Und wieder einmal hängt der Erfolg eines Dienstes vom goldenen Käfig ab. Apple hat die NFC-Schnittstelle nicht für Zahlungen freigegeben. Mit Android kann jeder eine Bezahl-App starten. Das ist gut für die Vielfalt, aber genau deshalb schlecht fürs Geschäft. Die Winner-takes-it-all-Regel wird hier greifen, beispielsweise hat die Deusche Bank kein Google Pay, sondern eine ebenso gut und schnell funktionierende Lösung in der eigenen App eingebaut. Eigentlich ist es zu früh, um schon den Tod von Google Pay zu prognostizieren, aber unter Einbeziehung von Samsung Pay dudelt doch schon langsam „Spiel mir das Lied vom Tod“ aus den iPhone-Kopfhörern. Bei Apple ist die Deutsche Bank hingegen an Bord und schwärmte beim Start vom tollen Nutzererlebnis bei Apple Pay. Was bleibt ihr auch anderes übrig: Der NFC-Chip ist dicht, das Nutzererlebnis ist tatsächlich toll. Ende der Geschichte – und die goldene Käfigtür ist zu. Alle anderen rund 2.000 Banken, mit denen Apple gerade noch verhandelt, werden dann wohl folgen müssen.

Der Start von Apple Pay erfolgt zu einem Zeitpunkt, an dem Deutschlands Kassiererinnen und Kassen keine Angst mehr vor der kontaktlosen Zahlung haben. Was waren das noch für Zeiten, als an der Kasse beinahe die Polizei gerufen wurde, weil da jemand irgendwas Komisches am Terminal gemacht hat. Bis zum Jahresende sollen rund 80 Prozent der Terminals in Deutschland kontaktlos sein.

Nur rund 20 Prozent der deutschen Bankkunden haben eine Kreditkarte, die Schnittmenge mit den Apple-Kunden ist riesig. Genau deshalb wird schnell ein hohes Zahlungsvolumen entstehen, denn die nerdige Kundschaft lechzt geradezu nach Apple Pay – und gibt auch mehr Geld aus als andere Kundengruppen.

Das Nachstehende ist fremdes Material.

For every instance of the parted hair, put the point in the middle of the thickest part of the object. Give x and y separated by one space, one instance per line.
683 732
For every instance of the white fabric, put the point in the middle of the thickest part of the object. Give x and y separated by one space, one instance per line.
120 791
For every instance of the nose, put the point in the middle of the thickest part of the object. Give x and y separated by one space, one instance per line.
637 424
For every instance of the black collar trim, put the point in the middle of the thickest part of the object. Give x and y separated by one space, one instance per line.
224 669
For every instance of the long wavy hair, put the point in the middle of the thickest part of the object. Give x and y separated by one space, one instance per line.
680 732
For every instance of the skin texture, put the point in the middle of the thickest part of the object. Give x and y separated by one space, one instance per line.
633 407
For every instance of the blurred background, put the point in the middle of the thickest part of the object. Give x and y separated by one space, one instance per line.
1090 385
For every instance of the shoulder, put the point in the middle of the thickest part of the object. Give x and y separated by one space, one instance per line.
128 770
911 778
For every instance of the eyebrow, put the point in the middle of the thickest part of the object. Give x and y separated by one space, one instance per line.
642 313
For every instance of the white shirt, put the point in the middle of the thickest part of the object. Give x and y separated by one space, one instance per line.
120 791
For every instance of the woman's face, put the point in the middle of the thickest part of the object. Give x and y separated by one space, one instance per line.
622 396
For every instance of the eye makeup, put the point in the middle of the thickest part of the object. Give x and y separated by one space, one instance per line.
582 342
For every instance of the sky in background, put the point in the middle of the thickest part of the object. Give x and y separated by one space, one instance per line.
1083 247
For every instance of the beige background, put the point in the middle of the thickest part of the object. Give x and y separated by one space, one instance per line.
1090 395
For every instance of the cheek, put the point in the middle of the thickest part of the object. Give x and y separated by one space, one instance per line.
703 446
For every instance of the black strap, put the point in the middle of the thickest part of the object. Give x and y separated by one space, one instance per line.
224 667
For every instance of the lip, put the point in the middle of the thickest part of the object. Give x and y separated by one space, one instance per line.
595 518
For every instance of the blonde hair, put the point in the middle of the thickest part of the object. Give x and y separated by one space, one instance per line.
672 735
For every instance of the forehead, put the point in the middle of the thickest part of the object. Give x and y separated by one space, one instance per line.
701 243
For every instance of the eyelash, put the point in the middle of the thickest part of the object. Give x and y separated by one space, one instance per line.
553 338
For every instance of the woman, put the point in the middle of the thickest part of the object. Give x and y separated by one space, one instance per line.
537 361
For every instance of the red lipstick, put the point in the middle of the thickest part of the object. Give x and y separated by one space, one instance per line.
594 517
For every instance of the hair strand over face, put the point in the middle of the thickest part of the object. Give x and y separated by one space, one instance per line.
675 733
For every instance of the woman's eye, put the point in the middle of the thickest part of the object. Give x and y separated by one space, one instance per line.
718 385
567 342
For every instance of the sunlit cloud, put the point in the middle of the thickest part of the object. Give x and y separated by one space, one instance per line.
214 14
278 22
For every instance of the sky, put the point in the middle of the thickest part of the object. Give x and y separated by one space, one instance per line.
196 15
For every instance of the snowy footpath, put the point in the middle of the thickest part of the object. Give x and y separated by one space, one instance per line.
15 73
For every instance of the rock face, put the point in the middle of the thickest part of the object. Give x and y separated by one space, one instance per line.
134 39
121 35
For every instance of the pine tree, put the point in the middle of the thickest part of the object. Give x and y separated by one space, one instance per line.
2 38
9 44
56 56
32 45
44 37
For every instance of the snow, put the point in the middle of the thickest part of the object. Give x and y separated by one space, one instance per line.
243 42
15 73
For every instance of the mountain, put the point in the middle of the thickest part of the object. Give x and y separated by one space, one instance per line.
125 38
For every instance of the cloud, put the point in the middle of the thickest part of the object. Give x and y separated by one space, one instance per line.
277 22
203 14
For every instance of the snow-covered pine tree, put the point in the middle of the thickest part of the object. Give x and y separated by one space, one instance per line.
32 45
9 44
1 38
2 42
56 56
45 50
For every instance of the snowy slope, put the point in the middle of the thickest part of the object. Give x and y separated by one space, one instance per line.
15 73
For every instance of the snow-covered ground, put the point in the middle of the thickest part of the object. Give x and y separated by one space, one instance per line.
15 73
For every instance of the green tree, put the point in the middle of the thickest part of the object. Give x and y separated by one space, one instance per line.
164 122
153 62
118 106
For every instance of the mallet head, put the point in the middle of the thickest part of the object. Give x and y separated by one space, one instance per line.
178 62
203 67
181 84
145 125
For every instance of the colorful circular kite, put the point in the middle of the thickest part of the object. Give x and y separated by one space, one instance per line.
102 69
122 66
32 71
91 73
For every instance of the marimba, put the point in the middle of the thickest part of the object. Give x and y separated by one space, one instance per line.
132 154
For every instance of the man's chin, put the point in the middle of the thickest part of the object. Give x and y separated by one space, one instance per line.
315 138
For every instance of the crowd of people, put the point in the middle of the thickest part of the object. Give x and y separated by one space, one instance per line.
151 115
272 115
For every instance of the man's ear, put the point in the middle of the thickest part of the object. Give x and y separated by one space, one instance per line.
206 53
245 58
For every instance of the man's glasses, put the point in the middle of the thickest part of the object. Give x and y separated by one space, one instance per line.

Mobiles Zahlen ist ja schon auf dem Siegeszug – auch ohne Apple Pay: Die BVG kassiert schon zwei Drittel ihrer Fahrscheine in der App. Mit Apple Pay versprechen sich alle, die beim Start dabei sind, einen weiteren Siegeszug. Die Deutsche Bank sprach Dienstagmittag um 11 Uhr schon von dreistelligen Apple-Pay-Registrierungen pro Minute. Das wären mindestens 6.000 Neuanmeldungen pro Stunde! Gleichzeitig will die Deutsche Bank ebenfalls dreistellige Registrierungen pro Minute, also wieder vierstellige Zahlen pro Stunde, für ihre neue virtuelle Apple-Pay-Debitcard erhalten haben. Ein Produkt, das gerade deutschen Kunden sympathisch zu sein scheint. Die Debitkarte ist eine Kreditkarte, die direkt mit dem Girokonto verbunden ist und deren Zahlungen genau wie mit einer Girocard sofort vom Konto abgebucht werden. Das Standardmodell von Fintechs wie N26 ist also bei den altbackenen Banken angekommen und schiebt die Kreditkartendurchdringung des deutschen Marktes an.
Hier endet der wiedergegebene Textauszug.